End of Children’s Health Insurance Program Looming in Colorado, Virginia
Colorado and Virginia have announced they will cease operations of the Children’s Health Insurance Program unless Congress reauthorizes it. CHIP covers 8.4 million children and provides maternity coverage for approximately 370,000 women.
Eric Risberg, The Associated Press
Colorado and Virginia are preparing to send out letters to low-income families who get health services through the Children’s Health Insurance Program, notifying them that the program will end in those states in two months unless it is reauthorized by Congress before then.
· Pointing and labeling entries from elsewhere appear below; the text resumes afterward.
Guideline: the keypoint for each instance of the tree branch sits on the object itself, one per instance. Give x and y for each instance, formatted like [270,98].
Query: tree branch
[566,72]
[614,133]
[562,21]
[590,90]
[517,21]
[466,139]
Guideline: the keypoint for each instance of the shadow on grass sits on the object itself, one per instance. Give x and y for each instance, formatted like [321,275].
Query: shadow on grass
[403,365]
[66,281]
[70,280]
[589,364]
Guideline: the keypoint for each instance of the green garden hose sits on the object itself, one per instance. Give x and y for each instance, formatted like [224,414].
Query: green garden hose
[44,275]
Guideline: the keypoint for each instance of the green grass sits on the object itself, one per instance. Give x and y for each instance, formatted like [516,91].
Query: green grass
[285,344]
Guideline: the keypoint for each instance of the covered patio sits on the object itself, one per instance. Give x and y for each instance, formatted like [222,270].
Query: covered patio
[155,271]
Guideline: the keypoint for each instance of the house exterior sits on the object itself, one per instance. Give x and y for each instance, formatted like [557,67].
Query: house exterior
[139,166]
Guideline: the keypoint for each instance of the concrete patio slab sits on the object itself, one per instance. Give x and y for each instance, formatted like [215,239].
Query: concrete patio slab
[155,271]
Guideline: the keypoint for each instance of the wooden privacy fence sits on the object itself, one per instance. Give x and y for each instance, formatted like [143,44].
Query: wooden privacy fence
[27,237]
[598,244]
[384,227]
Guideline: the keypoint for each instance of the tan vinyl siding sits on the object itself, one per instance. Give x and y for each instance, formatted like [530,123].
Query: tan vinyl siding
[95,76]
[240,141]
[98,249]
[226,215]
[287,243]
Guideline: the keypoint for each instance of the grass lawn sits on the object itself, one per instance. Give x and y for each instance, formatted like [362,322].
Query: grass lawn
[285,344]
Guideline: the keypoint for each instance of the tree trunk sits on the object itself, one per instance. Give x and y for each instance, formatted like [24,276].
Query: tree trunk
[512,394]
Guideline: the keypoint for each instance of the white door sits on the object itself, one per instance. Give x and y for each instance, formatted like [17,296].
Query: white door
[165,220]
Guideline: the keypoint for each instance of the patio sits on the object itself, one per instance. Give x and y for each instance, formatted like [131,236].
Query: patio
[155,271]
Although popular with both Democrats and Republicans, Congress missed its Sept. 30 deadline for renewing the program, which is known as CHIP. The program is jointly financed by the states and the federal government, with the latter contributing about 88 percent across the country. CHIP finances medical care for low-income children and pregnant women.
States have been able to continue running their CHIP programs with leftover funds, but officials expect that money to run out between now and next spring. Colorado and Virginia both anticipate being at the front end of that trend.
Late last month, Virginia Gov. Terry McAuliffe, a Democrat, urged the Virginia congressional delegation to push for reauthorization, warning that 66,000 children and 1,100 pregnant women in the state were at risk of losing medical coverage. He said that in the absence of congressional action, his administration would send out letters Dec. 1 informing families that CHIP enrollment would be frozen Jan. 1 and the program ended at the end of that month.
Similarly, Colorado plans to send out letters to families Nov. 27, announcing that the program will end at the end of January. Colorado’s Department of Health Care Policy and Financing says that CHIP in Colorado finances medical care for more than 75,000 children and nearly 800 pregnant women.